Market News & Headlines >> Planting Still Ahead Despite Eastern Lag
Nationwide corn and soybean planting progress remained ahead of the five-year averages last week, but progress continued to lag in the eastern Corn Belt amid wet conditions there.
USDA pegged U.S. corn planting at 86% complete as of May 22, up 11 percentage points from a week earlier and 1 point ahead of the average pace, but 4 points behind a year earlier. Soybean planting was pegged at 56% complete, up 20 points from a week earlier, on par with a year earlier and 4 points ahead of the average pace.
An estimated 60% of the U.S. corn crop was emerged, up from 43% a week earlier and the five-year average of 5%, but behind last year’s 69%. Some 22% of the U.S. soybean crop was estimated to be emerged, up from 10% a week earlier and the average pace of 21%, but behind last year’s 27%.
Both corn and soybean planting continued to lag behind the average pace in the eastern growing states of Indiana, Ohio and Michigan.

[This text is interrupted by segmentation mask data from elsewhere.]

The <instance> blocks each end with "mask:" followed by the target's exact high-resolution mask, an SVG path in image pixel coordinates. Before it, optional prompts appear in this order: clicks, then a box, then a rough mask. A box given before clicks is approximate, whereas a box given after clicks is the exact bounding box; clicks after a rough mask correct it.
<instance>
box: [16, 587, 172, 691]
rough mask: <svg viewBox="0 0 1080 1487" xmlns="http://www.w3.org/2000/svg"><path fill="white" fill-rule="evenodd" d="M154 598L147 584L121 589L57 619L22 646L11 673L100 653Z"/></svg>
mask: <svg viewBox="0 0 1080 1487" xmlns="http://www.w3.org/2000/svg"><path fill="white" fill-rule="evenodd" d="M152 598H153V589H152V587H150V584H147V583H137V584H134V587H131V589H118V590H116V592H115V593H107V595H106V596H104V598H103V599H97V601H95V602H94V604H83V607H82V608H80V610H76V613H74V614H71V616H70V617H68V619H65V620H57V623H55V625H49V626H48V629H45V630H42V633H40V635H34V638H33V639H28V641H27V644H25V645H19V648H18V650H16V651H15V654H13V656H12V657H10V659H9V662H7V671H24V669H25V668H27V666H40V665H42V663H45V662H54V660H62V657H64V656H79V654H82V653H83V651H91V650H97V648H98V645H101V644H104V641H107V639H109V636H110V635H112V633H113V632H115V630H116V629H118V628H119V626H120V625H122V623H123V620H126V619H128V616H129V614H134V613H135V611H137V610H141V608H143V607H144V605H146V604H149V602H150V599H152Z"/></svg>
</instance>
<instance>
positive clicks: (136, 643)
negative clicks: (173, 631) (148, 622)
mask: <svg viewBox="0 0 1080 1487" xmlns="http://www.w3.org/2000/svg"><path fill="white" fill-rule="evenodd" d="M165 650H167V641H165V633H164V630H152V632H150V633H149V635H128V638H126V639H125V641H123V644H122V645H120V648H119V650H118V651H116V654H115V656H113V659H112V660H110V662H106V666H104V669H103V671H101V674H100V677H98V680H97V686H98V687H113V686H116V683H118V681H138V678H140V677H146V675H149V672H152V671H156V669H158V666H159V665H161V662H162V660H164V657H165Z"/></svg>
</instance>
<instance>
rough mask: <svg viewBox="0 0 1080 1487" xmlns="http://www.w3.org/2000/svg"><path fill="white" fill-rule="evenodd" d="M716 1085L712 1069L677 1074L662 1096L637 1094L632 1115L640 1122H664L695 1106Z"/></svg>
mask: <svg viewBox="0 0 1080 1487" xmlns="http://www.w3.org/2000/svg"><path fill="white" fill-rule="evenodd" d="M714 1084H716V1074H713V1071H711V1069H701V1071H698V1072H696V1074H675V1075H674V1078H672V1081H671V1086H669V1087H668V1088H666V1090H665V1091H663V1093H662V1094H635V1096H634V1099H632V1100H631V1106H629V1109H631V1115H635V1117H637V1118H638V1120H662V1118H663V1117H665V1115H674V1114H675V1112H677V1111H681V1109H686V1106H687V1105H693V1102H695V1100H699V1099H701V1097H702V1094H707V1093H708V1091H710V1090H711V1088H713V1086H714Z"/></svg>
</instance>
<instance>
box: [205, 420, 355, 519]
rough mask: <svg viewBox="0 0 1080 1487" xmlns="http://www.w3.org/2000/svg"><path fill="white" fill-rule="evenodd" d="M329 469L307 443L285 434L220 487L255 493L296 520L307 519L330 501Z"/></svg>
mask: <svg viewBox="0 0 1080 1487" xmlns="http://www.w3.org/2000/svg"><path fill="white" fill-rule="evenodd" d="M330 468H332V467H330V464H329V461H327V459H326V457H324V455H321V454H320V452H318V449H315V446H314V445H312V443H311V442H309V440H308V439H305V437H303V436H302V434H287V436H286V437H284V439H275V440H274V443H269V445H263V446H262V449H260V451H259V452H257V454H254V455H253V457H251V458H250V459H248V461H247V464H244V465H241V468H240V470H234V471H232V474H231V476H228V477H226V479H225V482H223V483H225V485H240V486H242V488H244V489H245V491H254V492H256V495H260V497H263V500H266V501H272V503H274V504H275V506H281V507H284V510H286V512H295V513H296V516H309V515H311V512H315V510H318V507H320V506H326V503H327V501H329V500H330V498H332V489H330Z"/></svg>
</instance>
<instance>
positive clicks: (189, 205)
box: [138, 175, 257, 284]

An estimated 62% of Indiana’s corn crop was planted versus a five-year average of 77%, while 51% of Ohio corn acreage was planted versus an average of 66% and 65% of the Michigan crop was planted against an average of 72%. Crop emergence lagged similarly in Indiana and Ohio, while only 17% of the Michigan crop was emerged, 21 points behind the average pace.
Only 31% of Indiana soybean acreage had been planted, versus a five-year average of 50%, while just 22% of the Ohio crop had been planted against an average of 46% and 34% of the Michigan crop was in the ground compared with an average of 48%.